Now all I want to run is a bubble bath.
Back then, you know, I had this plan. Before all of this reality set in.
Here comes life, boy, ready or not.
Hey, I wanted it all and that's what I got.

Cause I'm gopherin’, chauffeuring, company chairman. Coffee maker, Copy repairman.
Anymore there ain't nothing, I swear man, that I don't do.
Been juggling, struggling, closing big deals. Dancing backwards in high heels.
Just when it feels like I can't make it through.
She said, it sure is nice to just be the woman with you.

This crazy woman is me. I’m sure of it. I prayed and wished and tried so hard for everything that I have right now: a fantastic job that pays more money than any 24-year-old is worth, a cozy apartment that’s just mine in a lovely neighborhood, enough money to order takeout a few nights a week and fund my shopping sprees at Loft right down the street, a multitude of responsibility (work and otherwise) and a comfortable life that I’ve come to enjoy.

But sometimes (actually most of the time, more recently), all I want to do is curl up on the couch with M, watch a movie and not think about any of these great things that I’ve tried so hard for. I spent the first 18 months of my career trying so hard to get myself to this place, and now that I’m here, all I want is to forget about all of it whenever I can. Sometimes this makes me feel pathetic and ungrateful. And sometimes it just makes me feel like a need a strong drink, a mani/pedi and DVR of every show on Bravo.
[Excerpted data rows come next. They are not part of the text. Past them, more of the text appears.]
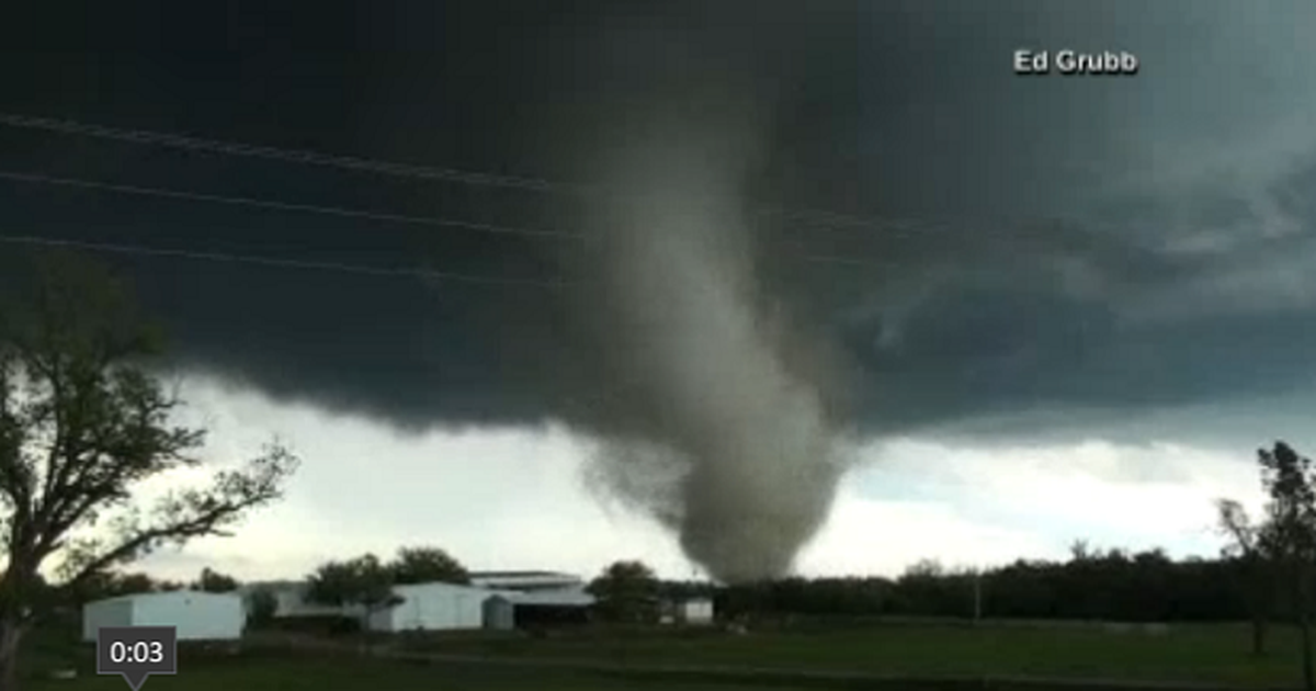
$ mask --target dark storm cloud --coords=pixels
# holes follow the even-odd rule
[[[850,380],[849,417],[867,430],[1167,408],[1311,372],[1305,5],[524,5],[62,21],[63,36],[105,41],[101,53],[7,61],[3,109],[592,180],[600,158],[651,146],[640,116],[666,109],[694,126],[734,91],[757,104],[746,126],[766,132],[742,180],[763,205],[945,222],[896,234],[770,216],[757,228],[759,279],[812,340],[844,351],[832,376]],[[176,45],[129,53],[133,39]],[[1021,79],[1017,47],[1132,50],[1142,70]],[[32,132],[0,132],[0,147],[7,170],[141,186],[566,230],[591,215],[570,195]],[[582,276],[574,241],[17,183],[0,187],[0,209],[16,234]],[[114,261],[184,362],[282,397],[405,425],[588,422],[608,400],[591,376],[597,345],[578,338],[580,308],[562,291]]]

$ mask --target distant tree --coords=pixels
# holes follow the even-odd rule
[[[192,583],[192,587],[203,592],[233,592],[238,590],[238,582],[236,578],[207,566],[201,569],[201,575],[196,579],[196,583]]]
[[[388,569],[393,583],[470,583],[471,576],[455,558],[438,548],[401,548]]]
[[[359,607],[362,649],[366,645],[371,617],[403,603],[393,592],[393,573],[374,554],[365,554],[345,562],[328,562],[308,578],[307,599],[332,607]]]
[[[938,578],[946,574],[946,567],[937,559],[919,559],[905,567],[900,578]]]
[[[136,505],[143,480],[200,463],[204,433],[172,424],[180,401],[145,366],[155,340],[122,284],[76,258],[36,263],[34,280],[11,283],[18,297],[0,305],[0,691],[17,687],[49,561],[51,586],[72,591],[159,546],[224,534],[276,500],[296,466],[274,446],[209,487]]]
[[[620,561],[590,582],[599,613],[608,621],[651,623],[658,617],[658,576],[644,562]]]
[[[114,598],[118,595],[136,595],[138,592],[154,592],[159,590],[157,587],[155,579],[146,574],[122,574],[113,578],[111,582],[111,592],[108,596]]]
[[[1303,683],[1316,690],[1312,669],[1312,586],[1316,562],[1316,478],[1312,462],[1279,441],[1274,449],[1259,449],[1262,484],[1270,495],[1269,523],[1261,540],[1274,550],[1275,563],[1294,599],[1294,613],[1302,634]]]
[[[279,612],[279,599],[270,588],[255,588],[247,599],[247,621],[253,628],[266,628]]]
[[[1242,504],[1232,499],[1216,503],[1220,532],[1229,541],[1223,557],[1240,565],[1244,600],[1252,620],[1252,654],[1266,654],[1266,632],[1275,607],[1274,559],[1263,525],[1255,525]]]

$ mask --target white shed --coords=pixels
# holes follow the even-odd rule
[[[713,600],[694,598],[676,603],[676,623],[690,627],[705,627],[713,623]]]
[[[496,595],[484,588],[451,583],[417,583],[393,588],[403,601],[374,612],[370,630],[479,629],[484,625],[484,600]]]
[[[246,624],[242,598],[232,592],[141,592],[83,605],[83,640],[101,627],[175,627],[179,641],[240,638]]]

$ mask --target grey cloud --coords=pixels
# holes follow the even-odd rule
[[[528,9],[515,24],[476,4],[426,5],[359,17],[330,3],[304,29],[271,29],[290,45],[333,37],[330,47],[359,49],[353,61],[125,55],[92,70],[93,57],[64,55],[45,76],[16,61],[4,108],[579,180],[599,158],[651,143],[636,113],[662,107],[676,130],[682,118],[696,128],[732,80],[762,105],[730,129],[767,133],[741,180],[749,196],[944,221],[913,237],[782,217],[754,228],[757,280],[805,340],[840,351],[828,376],[851,384],[834,405],[861,430],[1012,411],[1141,415],[1311,374],[1305,4],[597,4]],[[224,45],[229,30],[192,42]],[[384,38],[433,51],[372,51]],[[1133,50],[1142,71],[1020,79],[1009,62],[1021,46]],[[55,78],[67,88],[41,88]],[[592,213],[570,195],[0,138],[13,167],[138,184],[545,228]],[[570,242],[30,187],[0,195],[12,226],[32,233],[580,278]],[[184,363],[282,397],[415,428],[601,424],[597,408],[616,395],[595,384],[604,353],[579,324],[588,304],[558,292],[121,262]]]

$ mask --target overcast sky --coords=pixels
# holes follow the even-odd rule
[[[49,33],[32,17],[33,51],[0,66],[9,115],[551,183],[0,126],[3,172],[467,224],[7,178],[4,236],[503,282],[104,253],[168,328],[216,462],[271,434],[305,459],[240,537],[154,569],[284,576],[425,542],[475,569],[634,557],[690,574],[667,513],[586,482],[600,440],[682,425],[637,421],[658,408],[629,396],[654,387],[600,374],[649,341],[592,329],[640,303],[532,284],[616,270],[561,236],[607,217],[613,192],[578,184],[657,195],[665,224],[737,209],[749,269],[690,284],[751,284],[755,324],[778,313],[761,303],[790,315],[769,359],[855,458],[804,573],[1054,557],[1076,538],[1212,554],[1211,501],[1258,499],[1257,446],[1316,442],[1311,5],[504,5],[116,8]],[[1129,51],[1140,71],[1023,78],[1021,47]],[[20,247],[0,243],[5,271]],[[803,351],[817,371],[792,369]]]

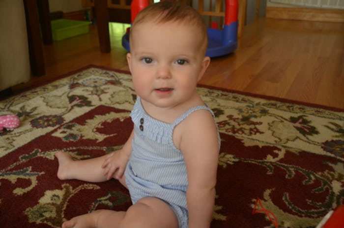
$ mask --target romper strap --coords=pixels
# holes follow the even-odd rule
[[[214,117],[214,113],[213,113],[212,110],[206,105],[195,106],[194,107],[192,107],[186,112],[184,112],[183,114],[182,114],[180,116],[177,118],[176,120],[173,121],[173,123],[171,124],[171,125],[172,126],[172,129],[174,129],[176,126],[177,126],[179,123],[184,120],[186,117],[189,116],[189,115],[190,115],[191,113],[201,109],[207,110],[208,111],[210,112],[211,115],[213,115],[213,117]]]

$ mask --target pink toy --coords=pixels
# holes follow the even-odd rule
[[[20,124],[19,117],[15,115],[9,114],[0,116],[0,132],[3,129],[13,130]]]

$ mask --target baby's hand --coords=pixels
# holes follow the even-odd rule
[[[112,177],[117,180],[120,179],[124,173],[128,160],[128,156],[120,150],[112,152],[105,158],[102,165],[103,175],[106,176],[107,180]]]

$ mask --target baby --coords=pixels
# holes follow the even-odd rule
[[[196,90],[210,61],[207,44],[201,17],[186,4],[162,1],[138,14],[127,55],[137,95],[128,140],[89,160],[56,154],[59,179],[115,178],[133,205],[77,216],[62,228],[210,227],[220,140],[213,114]]]

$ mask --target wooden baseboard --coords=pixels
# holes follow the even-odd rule
[[[268,7],[266,17],[285,20],[344,23],[344,10]]]

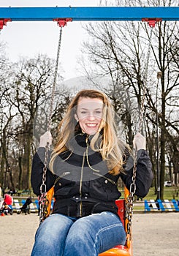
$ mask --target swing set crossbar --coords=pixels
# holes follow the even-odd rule
[[[179,7],[0,7],[0,19],[49,21],[56,18],[71,18],[73,21],[142,20],[144,18],[179,20]]]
However, what I think it should mean is that I am a lucky, lucky lady. Even though I’m exhausted and at the end of my rope on a daily basis, I’ve proved to myself that hard work and determination will take me to where I want to be. I’ve shown myself how to deal with big changes (and little ones) and how to be graceful and calm when I feel like breaking down (alright, not always graceful and calm, but most of the time or at least a valiant effort).

And M is a constant reminder that life and love always trump money and work, which is something I sometimes need help remembering. We’re always trying to strike a balance between the opposing forces in our lives, and I’m trying to remember that we don’t always need to stand perfectly in the middle to be happy and successful.